One of the more unfortunate ones is the large number of homeless people -- generally men -- that can be found sleeping in the most public of places. In Japan, however, there seems to be a general tolerance of their presence and they are allowed to claim certain side areas of the streets and portions of the parks and temples for temporary homes. Probably the ability to get most anything they need cheaply from vending machines 24 hours a day also helps these people hang on. There is a real tolerance for behaviour from these people that would usually get a person in trouble; the only gun I've ever seen in Japan was a rifle that a homeless man was cleaning while sitting in the busiest restaurant area of Shinjuku... that was in 1990.
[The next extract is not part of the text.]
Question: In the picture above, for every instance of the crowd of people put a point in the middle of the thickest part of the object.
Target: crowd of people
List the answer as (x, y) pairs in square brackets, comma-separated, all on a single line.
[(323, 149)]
The homeless people I've seen also seem to live by a set of unstated rules that allow them to co-exist with commercial businesses and shoppers. Each night small cardboard shelters and sleeping bags appear as homeless people bed down in the closed store fronts... and each morning all evidence of them is gone before the stores are opened and begin their daily regimin of cleaning the sidewalks and store fronts.
The fact that there are public programs that help to distribute food and provide shelter for the homeless in Japan is, by the way, the most tangible effect that Christianity has had on Japanese culture. In the brief time between the re-opening of the country to foreign influences -- thanks to the incoming Meiji government in 1868 -- and the time when this new government took over matters of public education and welfare, Christian missionaries pioneered general education for the public and established many institutions to help people formerly neglected -- people who were homeless, handicapped, and retarded, as well as prostitues. As I said, these programs were eventually taken over by the Japanese government and continue to the present day, although Christianity itself in Japan has since decreased in general influence.